RG: How do you go about selecting your speakers?

MS: We have a core group of volunteers who get together every month and talk about who we would want to see speak. We have a long list of people around Grand Rapids and West Michigan who would be great speakers with a great story to tell. HQ gives us a theme every month, and we will choose speakers based on how they will fit the theme. The idea of ‘creative’ is very broad for us; we’re always looking to expand our circle.

RG: Tickets to CreativeMornings sell out unbelievably fast! Why do you think that is?

Photograph by Leigh Ann Cobb

MS: We have definitely gained traction over time! There are a lot of great events around GR, but I think CreativeMornings is a great melting pot for creatives. We are pretty consistent and mainly host on the last Friday of the month. Since I’ve started, tickets have typically sold out on the same day—and often in under an hour—they have gone on sale (one week before the event itself). I think mornings are easy to fit into your schedule, but it also doesn't hurt that we give people free breakfast and coffee, as well.

RG: To date, which of the speakers has personally impacted you the most?

MS: Most recently I really loved Kimberly Wolting, a designer at Atomic Object. She spoke on compassion and it was one of those perfect days. Kimberly was so enthusiastic about the event and wanted to help with logistics. So we dropped balloons on the audience and gave them calls to action on how they could show acts of compassion throughout the day. I think our most impactful talks are personal and relatable. 
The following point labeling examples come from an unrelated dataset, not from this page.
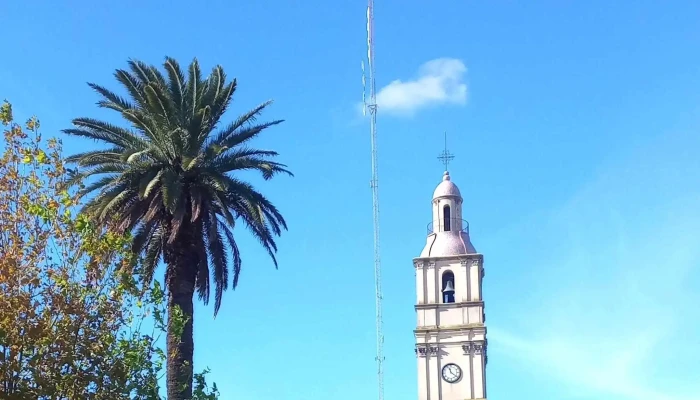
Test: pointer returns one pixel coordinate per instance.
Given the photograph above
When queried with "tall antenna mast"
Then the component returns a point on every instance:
(374, 184)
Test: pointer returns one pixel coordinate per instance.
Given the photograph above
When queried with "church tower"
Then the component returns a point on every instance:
(450, 333)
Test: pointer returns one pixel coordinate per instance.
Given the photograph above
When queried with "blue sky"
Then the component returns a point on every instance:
(576, 132)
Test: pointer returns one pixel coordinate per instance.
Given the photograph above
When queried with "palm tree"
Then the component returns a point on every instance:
(168, 180)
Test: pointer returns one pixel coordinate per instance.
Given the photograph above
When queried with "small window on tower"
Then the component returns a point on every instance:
(446, 218)
(448, 287)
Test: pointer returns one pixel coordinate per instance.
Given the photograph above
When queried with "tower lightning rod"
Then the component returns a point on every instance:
(374, 184)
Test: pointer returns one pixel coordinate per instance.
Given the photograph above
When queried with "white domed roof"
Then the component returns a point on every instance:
(443, 244)
(446, 188)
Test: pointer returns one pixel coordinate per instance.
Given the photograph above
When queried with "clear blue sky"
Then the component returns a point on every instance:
(576, 154)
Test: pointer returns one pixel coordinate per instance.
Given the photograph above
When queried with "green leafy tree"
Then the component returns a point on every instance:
(71, 307)
(168, 178)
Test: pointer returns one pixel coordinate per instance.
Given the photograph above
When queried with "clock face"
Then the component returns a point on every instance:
(451, 373)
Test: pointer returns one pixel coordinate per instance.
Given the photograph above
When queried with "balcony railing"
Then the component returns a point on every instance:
(452, 223)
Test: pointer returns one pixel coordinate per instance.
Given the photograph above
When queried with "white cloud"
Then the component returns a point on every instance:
(439, 82)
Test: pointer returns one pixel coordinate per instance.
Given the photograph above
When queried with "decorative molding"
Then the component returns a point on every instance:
(434, 306)
(474, 348)
(423, 350)
(476, 326)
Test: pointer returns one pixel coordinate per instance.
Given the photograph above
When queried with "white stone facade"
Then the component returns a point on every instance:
(450, 324)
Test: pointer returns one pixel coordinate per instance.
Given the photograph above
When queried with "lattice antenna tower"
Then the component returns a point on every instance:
(374, 184)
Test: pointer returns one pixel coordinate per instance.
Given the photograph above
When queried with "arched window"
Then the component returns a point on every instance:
(448, 287)
(446, 218)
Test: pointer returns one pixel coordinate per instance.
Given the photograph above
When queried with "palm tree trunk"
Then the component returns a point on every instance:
(182, 260)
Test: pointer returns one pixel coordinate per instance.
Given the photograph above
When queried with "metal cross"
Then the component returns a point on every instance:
(446, 156)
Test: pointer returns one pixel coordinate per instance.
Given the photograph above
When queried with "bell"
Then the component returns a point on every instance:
(449, 288)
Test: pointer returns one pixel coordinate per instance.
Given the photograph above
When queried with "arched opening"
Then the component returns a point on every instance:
(448, 287)
(446, 218)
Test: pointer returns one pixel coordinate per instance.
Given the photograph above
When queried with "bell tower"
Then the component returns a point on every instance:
(450, 332)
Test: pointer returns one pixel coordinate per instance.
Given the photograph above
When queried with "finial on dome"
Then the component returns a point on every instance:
(446, 156)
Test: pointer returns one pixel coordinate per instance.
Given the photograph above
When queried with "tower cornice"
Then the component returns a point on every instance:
(418, 261)
(443, 306)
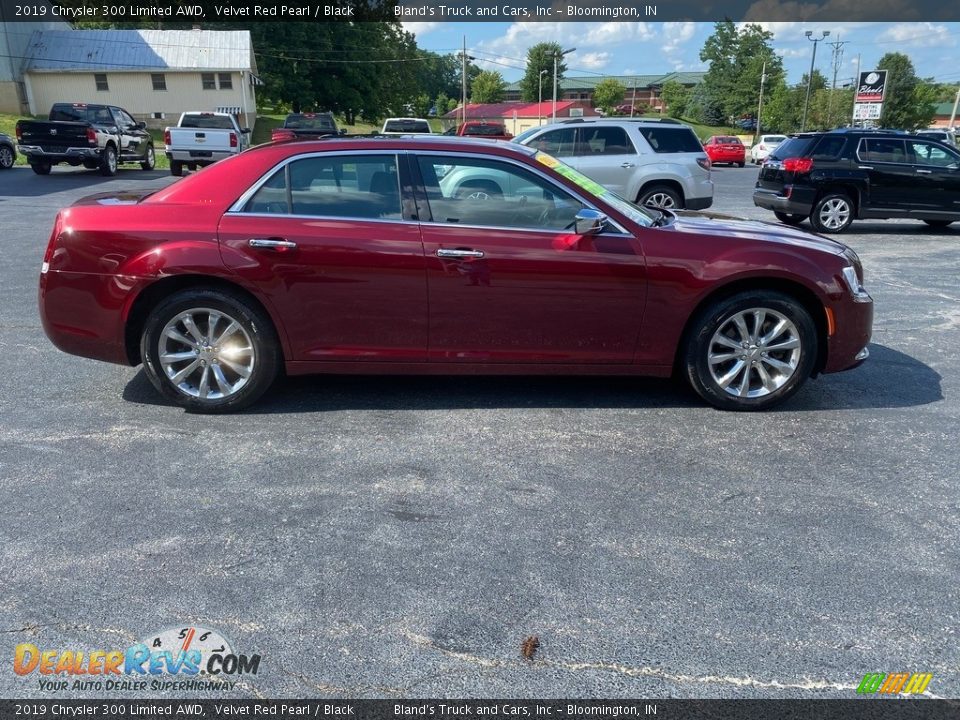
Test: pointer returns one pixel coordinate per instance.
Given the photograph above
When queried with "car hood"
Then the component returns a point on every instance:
(730, 226)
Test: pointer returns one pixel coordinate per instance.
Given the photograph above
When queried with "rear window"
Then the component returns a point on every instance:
(484, 130)
(86, 113)
(310, 122)
(793, 147)
(666, 140)
(406, 126)
(213, 122)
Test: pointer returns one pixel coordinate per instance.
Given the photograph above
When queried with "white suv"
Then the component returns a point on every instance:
(659, 163)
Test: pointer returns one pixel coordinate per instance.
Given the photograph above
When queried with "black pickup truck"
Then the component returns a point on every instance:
(95, 136)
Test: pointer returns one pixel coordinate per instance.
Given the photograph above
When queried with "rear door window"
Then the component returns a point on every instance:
(671, 139)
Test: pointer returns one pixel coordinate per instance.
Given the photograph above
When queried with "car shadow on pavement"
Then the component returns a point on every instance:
(889, 379)
(26, 184)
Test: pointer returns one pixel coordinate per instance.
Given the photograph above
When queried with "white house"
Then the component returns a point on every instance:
(153, 74)
(14, 39)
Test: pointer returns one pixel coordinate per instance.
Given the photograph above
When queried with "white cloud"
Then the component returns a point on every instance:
(924, 34)
(420, 29)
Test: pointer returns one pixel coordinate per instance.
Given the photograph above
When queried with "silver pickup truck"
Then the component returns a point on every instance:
(202, 138)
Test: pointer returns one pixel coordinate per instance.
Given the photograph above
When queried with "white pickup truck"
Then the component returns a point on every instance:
(202, 138)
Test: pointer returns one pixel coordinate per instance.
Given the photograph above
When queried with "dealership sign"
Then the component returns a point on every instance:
(872, 86)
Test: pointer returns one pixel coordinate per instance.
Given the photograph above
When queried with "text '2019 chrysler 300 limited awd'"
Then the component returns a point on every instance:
(439, 256)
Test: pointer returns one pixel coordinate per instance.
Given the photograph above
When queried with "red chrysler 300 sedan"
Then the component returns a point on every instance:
(433, 255)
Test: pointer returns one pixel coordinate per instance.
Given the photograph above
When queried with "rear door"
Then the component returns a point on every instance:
(327, 238)
(607, 155)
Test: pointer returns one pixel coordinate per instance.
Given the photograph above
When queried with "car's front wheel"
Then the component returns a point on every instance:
(750, 351)
(832, 213)
(210, 351)
(660, 197)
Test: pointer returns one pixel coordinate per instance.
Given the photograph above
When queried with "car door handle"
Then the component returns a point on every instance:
(459, 253)
(271, 244)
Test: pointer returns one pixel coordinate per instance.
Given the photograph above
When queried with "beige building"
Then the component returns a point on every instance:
(153, 74)
(14, 40)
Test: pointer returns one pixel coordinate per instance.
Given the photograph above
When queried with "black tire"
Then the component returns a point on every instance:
(825, 220)
(149, 159)
(718, 319)
(262, 363)
(789, 218)
(108, 161)
(660, 196)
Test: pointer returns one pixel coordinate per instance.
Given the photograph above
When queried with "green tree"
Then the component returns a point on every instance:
(675, 96)
(608, 93)
(540, 57)
(909, 102)
(488, 87)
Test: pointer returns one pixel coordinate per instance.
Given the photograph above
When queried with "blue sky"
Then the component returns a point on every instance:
(621, 48)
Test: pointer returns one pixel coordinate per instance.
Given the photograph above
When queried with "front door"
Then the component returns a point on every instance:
(325, 239)
(508, 279)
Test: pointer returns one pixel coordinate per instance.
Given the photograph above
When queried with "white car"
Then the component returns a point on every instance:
(764, 146)
(406, 126)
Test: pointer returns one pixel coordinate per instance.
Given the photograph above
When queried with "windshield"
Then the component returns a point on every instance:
(639, 215)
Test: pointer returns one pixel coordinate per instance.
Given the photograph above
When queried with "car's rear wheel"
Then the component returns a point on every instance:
(790, 218)
(661, 197)
(750, 351)
(150, 159)
(210, 351)
(108, 163)
(832, 213)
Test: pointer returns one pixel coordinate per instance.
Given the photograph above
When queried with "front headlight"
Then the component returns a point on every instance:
(854, 285)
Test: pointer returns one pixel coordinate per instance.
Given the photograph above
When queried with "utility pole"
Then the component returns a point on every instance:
(763, 80)
(836, 60)
(556, 58)
(813, 60)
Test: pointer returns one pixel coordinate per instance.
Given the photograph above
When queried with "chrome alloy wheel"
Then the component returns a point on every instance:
(661, 200)
(206, 354)
(834, 214)
(754, 352)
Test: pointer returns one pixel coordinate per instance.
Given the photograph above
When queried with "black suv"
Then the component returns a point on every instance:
(842, 175)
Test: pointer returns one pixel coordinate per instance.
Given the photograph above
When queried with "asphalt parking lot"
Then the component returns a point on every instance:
(393, 537)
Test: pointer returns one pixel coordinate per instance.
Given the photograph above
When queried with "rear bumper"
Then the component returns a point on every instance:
(780, 203)
(66, 154)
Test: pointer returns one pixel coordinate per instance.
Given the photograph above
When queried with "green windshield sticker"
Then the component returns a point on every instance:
(594, 188)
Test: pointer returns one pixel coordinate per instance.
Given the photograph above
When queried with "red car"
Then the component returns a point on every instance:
(444, 256)
(725, 149)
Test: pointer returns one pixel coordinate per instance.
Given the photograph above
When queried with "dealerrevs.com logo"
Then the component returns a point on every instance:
(186, 658)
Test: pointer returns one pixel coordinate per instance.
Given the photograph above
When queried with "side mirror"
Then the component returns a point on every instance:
(589, 222)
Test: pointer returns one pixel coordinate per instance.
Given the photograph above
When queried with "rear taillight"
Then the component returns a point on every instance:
(799, 166)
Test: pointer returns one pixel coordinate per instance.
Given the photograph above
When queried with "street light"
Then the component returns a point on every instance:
(556, 58)
(806, 103)
(540, 97)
RG: The realm of marketing and design is growing increasingly more competitive, what is your advice for young professionals who are looking to break into the field?

Photograph by Lance Nelson

MS: Unfortunately you have to diversify the way you go about finding a job. You need to do the networking, join the organizations that are appropriate for the job, create a website to show off the work you have done, and beyond. A lot of people—at least in this town—hire because they like to work with you. It seems so simple, but it’s not.
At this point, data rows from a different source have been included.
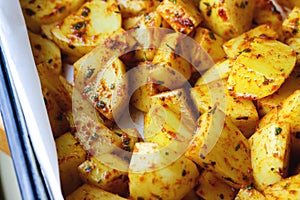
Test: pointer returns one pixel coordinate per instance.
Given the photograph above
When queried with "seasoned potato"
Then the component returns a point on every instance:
(288, 188)
(169, 69)
(45, 51)
(150, 180)
(249, 192)
(261, 69)
(290, 85)
(218, 71)
(130, 8)
(291, 25)
(89, 192)
(270, 148)
(106, 177)
(211, 188)
(40, 12)
(211, 150)
(235, 16)
(241, 112)
(182, 15)
(212, 43)
(70, 156)
(237, 45)
(81, 31)
(267, 13)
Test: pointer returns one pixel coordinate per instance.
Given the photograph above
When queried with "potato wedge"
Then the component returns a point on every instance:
(261, 69)
(81, 31)
(291, 25)
(182, 15)
(235, 16)
(213, 189)
(90, 192)
(171, 181)
(236, 45)
(40, 12)
(241, 112)
(210, 42)
(270, 148)
(288, 188)
(45, 51)
(249, 192)
(106, 177)
(70, 156)
(210, 150)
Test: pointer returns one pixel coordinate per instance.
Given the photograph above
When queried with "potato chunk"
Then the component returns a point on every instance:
(182, 15)
(270, 148)
(235, 16)
(152, 177)
(210, 150)
(70, 156)
(261, 69)
(81, 31)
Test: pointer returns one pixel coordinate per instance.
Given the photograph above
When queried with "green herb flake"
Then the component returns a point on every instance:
(278, 130)
(237, 147)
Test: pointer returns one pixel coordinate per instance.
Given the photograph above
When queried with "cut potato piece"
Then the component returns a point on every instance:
(169, 69)
(270, 148)
(237, 45)
(211, 188)
(106, 177)
(249, 192)
(242, 112)
(219, 71)
(288, 188)
(235, 16)
(45, 51)
(81, 31)
(89, 192)
(130, 8)
(261, 69)
(210, 42)
(182, 15)
(210, 150)
(70, 156)
(291, 84)
(40, 12)
(170, 181)
(291, 25)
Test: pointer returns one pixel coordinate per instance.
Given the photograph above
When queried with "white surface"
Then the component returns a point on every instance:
(16, 46)
(8, 179)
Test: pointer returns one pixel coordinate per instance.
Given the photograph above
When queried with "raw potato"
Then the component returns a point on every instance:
(235, 16)
(70, 156)
(261, 69)
(290, 85)
(81, 31)
(182, 15)
(106, 177)
(169, 69)
(171, 181)
(89, 192)
(288, 188)
(249, 192)
(211, 150)
(291, 25)
(270, 147)
(210, 42)
(130, 8)
(45, 51)
(241, 112)
(236, 45)
(41, 12)
(211, 188)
I have been in my career for over 10 years now. It definitely was a lot harder when I was trying to figure out how I was going to break in. I hate networking. I think it is very difficult being a young women and getting your foot in the door without being taken advantage of. And it’s even that much harder for communities of color, those with disabilities, those whose access is blocked to the businesses in GR: if you’re not seeing yourself represented on agency’s "about" pages, why would you think that you would have a fair shot to get your foot in the door?
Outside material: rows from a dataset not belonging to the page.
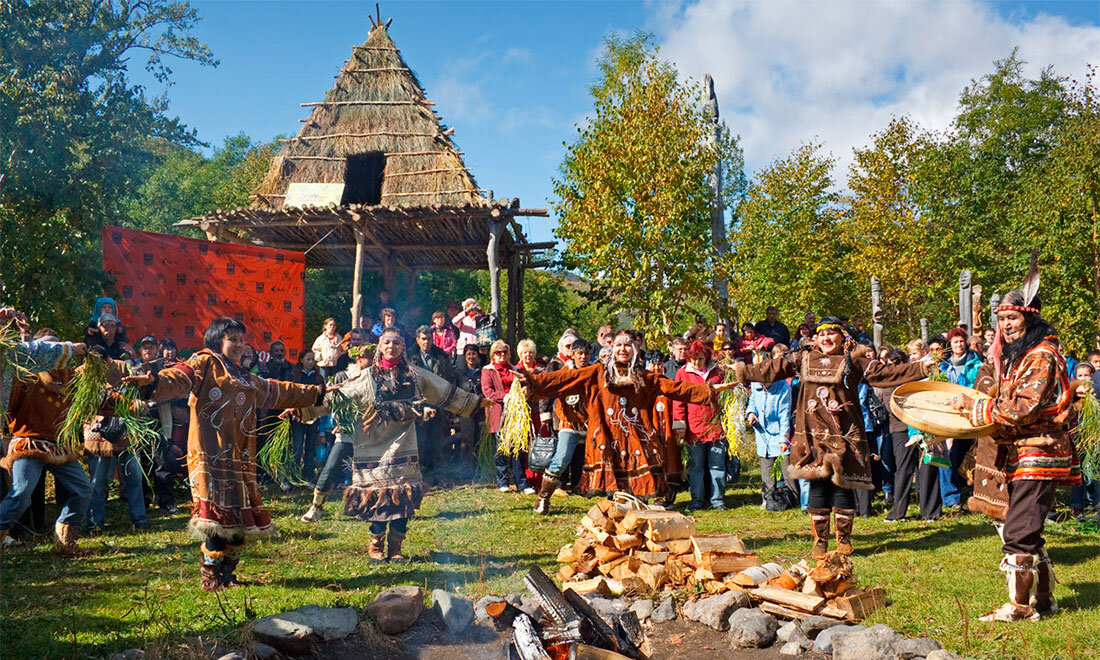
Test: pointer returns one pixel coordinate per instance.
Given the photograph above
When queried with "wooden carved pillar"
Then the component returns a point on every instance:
(356, 279)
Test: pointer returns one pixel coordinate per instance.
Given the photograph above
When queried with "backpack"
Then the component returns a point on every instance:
(878, 410)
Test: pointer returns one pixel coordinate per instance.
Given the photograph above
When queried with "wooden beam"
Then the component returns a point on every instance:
(493, 256)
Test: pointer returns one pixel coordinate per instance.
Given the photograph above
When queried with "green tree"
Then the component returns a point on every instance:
(784, 246)
(633, 197)
(184, 184)
(75, 133)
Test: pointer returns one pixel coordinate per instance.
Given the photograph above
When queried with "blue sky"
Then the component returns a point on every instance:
(512, 77)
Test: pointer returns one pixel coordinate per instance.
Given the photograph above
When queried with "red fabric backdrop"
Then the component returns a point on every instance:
(173, 286)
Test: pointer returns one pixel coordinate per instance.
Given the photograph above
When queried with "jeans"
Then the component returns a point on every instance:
(706, 473)
(334, 464)
(24, 477)
(130, 474)
(502, 462)
(305, 447)
(568, 440)
(949, 481)
(398, 526)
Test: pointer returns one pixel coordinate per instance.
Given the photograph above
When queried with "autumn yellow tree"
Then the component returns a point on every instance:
(633, 198)
(784, 248)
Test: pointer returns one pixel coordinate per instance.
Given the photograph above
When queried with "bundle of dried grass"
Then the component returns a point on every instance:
(516, 431)
(1087, 437)
(86, 392)
(276, 457)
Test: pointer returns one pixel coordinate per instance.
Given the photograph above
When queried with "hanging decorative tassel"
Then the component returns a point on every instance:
(516, 431)
(734, 426)
(86, 393)
(276, 457)
(1087, 437)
RG: Who do you seek inspiration from?

MS: I am a big fan of Tina who started CreativeMornings, and I am not saying that just because she is “Mama Bear” of CreativeMornings! She is the founder of Tattly (temporary tattoos) and started a co-working space called ‘Friends Work Here.’ And she’s overwhelmingly positive and realistic—she creates work atmospheres where she trusts her employees to do their job, celebrates what they do, and shows a big heart toward every decision. I love that and want to operate with that attitude. I am often trapped by indecisiveness and change—it’s something I’m working toward. I also find constant inspiration from my friends near and far: like designers Kelly O’Hara and Lindsay Jones; entrepreneur Laura Vaughn; my excellent team for CreativeMornings (Lauren Starrett, Emily Carbonell-Ferguson, Erica Brown, Abby Ziolkowski, Adriana Ray, and Terrance Weinzierl); DJ Adrian Butler for his boundless energy (and commitment to playing a little Motown on a very regular basis at our events); my husband, AJ, who constantly pushes my fears of “am I good enough?” with positivity and realism.

Jenna Morton is the RapidChat correspondent for Rapid Growth Media.